The Environment Minister says he hopes the decision to ditch PIPA “will not be analogous to the well-known legendary tale of the killing of a golden goose that had one golden egg every day because of the misconceived belief that its killing would result in hundreds of golden eggs stored in its belly”.
The report argues that sustainable fishing is still possible in the PIPA area without affecting its status. This is backed up by an email from UNESCO’s World Heritage Centre on October 2, 2021 to the Ministry of Environment.
“It is critically important not to move to a deleting of PIPA from the World Heritage List. This would be very serious and is not a way forward. This would be totally unnecessary as well as it is possible to have sustainable fisheries inside a World Heritage area.”

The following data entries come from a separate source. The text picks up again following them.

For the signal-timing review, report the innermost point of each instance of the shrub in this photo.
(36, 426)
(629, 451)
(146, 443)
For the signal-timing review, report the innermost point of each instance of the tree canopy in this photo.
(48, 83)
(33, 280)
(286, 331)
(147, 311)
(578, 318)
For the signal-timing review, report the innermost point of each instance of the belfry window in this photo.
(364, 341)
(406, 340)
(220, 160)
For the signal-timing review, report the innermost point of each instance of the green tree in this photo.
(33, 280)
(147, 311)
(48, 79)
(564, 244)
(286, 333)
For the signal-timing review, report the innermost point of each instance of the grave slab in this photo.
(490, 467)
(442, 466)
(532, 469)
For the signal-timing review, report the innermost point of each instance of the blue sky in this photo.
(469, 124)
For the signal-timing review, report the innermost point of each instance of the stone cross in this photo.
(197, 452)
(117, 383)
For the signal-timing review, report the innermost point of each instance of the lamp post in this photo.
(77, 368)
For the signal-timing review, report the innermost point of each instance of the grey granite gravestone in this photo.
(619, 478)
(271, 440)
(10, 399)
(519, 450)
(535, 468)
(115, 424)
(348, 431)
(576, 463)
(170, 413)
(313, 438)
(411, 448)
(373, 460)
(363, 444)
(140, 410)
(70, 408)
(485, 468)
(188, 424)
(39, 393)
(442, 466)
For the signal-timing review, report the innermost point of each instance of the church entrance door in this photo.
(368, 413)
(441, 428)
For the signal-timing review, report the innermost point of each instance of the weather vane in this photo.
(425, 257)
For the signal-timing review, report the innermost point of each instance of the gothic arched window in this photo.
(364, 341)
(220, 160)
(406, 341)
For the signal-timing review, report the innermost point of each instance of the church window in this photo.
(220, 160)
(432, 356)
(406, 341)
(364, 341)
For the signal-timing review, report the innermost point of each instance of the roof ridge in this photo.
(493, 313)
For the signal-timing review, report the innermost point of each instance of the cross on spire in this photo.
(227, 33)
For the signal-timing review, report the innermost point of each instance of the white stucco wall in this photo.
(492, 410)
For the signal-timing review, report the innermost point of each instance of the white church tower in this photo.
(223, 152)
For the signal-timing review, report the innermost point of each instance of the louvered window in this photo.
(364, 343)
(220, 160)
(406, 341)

But the Kiribati Government appears to be firm in its decision to date. While it has promised to consider the 20-page Cabinet paper on a number of occasions including as late as last week, 1News understands that has yet to happen.
WHY TAKE SUCH RADICAL ACTION?
Since 2019, when Kiribati cut its relationship with Taiwan and signed up with the People's Republic of China in exchange for funding to the tune of NZ$68.90 million, Chinese influence in the island country has rapidly expanded politically and economically.
It’s believed geopolitical reasons are a major reason behind the ditching of PIPA. The area is strategically valuable to China given it borders US waters and is close to their military installations. There is already a joint Kiribati-China plan on the table to develop Kanton Island, which lies within the PIPA area, starting with upgrading the runway.
That’s prompted concern it will be for military use, although the Kiribati Government says it’s just to improve tourism and provide transport links.
However tourism plans were based around the marine reserve – now it’s being abolished and the fact there is a real shortage of fresh water in Kanton makes tourism an unlikely scenario.
Anna Powles at Massey University’s Centre for Defence and Security Studies says there will be strong concerns from the US.
“Given the move to increase the military capabilities in the North Pacific within the Micronesian state, Kiribati has real strategic value to China if it could potentially develop some strategic infrastructure on Kanton Island which has commercial fisheries usage but potential military usage as well,” she says.
Director of Canterbury University’s MacMillan Brown Centre for Pacific Studies Steven Ratuva agrees the PIPA issue will redefine geopolitics and a lot will change.
“It is assumed China is pushing it - it is the biggest fishing nation not only in the Pacific but the world… a lot of fishing fleets in Fiji, Samoa and so forth cannot compete with the highly subsidised fleet from China,” he says.
The ball is in the Kiribati Government’s court. To start the process of ditching PIPA it needs to be tabled in Parliament so the PIPA Conservation Trust Act can be repealed.
The Government also intends to remove management of offshore areas from the Ministry of Environment and hand it over to Fisheries. With Parliament next sitting on November 22, time is running out.
The Cabinet information paper is clear what the impact will be, with the Environment Minister saying the “drastic decision that had been made poses a risk of sending the message to the world that Kiribati wants to isolate itself and no longer want to be part of the global village”.
PIPA supporters and donors are still hopeful the Kiribati Government will do a u-turn.
Anything short of that will be disastrous for the country and the region.